It’s long been obvious that my classes are dominated by young women. Since I teach writing, I often ask my students about their reasons for coming to school and about their families. It’s common to find young women who plan on becoming teachers (or nurses); often, these young women have a boyfriend or husband who isn’t in college and works in a local plant or as a carpenter or a plumber.
This new pattern has become a part of the lore of university teaching and now a piece in the Atlantic (“The End of Men“) confirms the existence of a long term trend, too. Hana Rosin, the author, would like to make the case that this represents a change in centuries old pattern of gender in the west. I find that longer term argument less persuasive, but the article is still worth reading.
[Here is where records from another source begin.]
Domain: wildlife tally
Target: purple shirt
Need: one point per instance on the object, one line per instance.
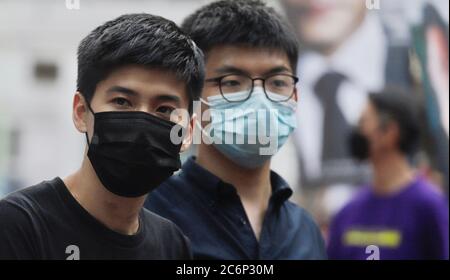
(411, 224)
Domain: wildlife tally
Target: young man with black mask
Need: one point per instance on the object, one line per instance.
(227, 200)
(400, 214)
(133, 72)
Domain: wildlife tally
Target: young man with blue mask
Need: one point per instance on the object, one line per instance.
(227, 200)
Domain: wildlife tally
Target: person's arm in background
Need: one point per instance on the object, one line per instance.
(334, 242)
(436, 221)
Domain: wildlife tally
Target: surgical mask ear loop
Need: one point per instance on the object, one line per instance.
(205, 102)
(90, 109)
(197, 123)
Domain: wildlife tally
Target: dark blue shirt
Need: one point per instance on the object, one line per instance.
(209, 211)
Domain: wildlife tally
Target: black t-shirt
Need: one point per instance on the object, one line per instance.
(46, 222)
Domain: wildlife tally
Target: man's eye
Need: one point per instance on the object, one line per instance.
(231, 83)
(122, 102)
(279, 83)
(165, 111)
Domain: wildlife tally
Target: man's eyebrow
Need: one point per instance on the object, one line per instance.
(121, 89)
(169, 97)
(230, 70)
(278, 70)
(235, 70)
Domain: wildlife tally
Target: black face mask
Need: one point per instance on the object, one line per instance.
(131, 152)
(359, 145)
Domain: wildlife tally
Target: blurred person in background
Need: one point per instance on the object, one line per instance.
(431, 48)
(227, 200)
(345, 54)
(133, 72)
(400, 211)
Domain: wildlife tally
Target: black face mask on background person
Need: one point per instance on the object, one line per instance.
(131, 152)
(358, 145)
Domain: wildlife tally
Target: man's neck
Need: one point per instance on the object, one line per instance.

There’s no doubt about the patriarchy, of course, but it can be difficult to look past the rigid gender roles that took root in the Victorian era. It’s hard to know just what the roles of men and women were in, say, medieval Europe. Is a priest or a poet a strongly masculine role? I think gender has always been looser than some public discourse suggests. Mick Jagger is, after all, an icon of masculinity.
Still, something does seem to be happening among my younger brothers, at least as indicated by the numbers Rosin sites as well as my own experiences. The anti-intellectualism of U.S. culture, often colored by machismo, has taken on a decidedly chauvinistic– and self destructive– flavor. The more or less organic development of capitalism is away from physical work and towards mental work. So there’s a reactionary element involved and a resistance to modernity.
I am not sure why this anti-intellectualism and anti-modernity is so appealing to young men, although I remember what it felt like. None of the men in my large, extended family, was attracted to college. (Even the women saw it strictly as a necessity.) We all wanted to work with our hands, and to be outside; we wanted the visceral, immediate contact with the physical world you cannot get in an office.
I hear a self-preservationist note in the statistics, a sense that these young men are resisting a kind of alienation that they believe has a feminine cast. It’s a misguided notion. Intellectual work can be as immediately, physically satisfying as putting up Sheetrock. Effective teaching can have a legitimate paternal or a maternal cast. The larger question, then, isn’t about gender as much as it is about the meaning of work.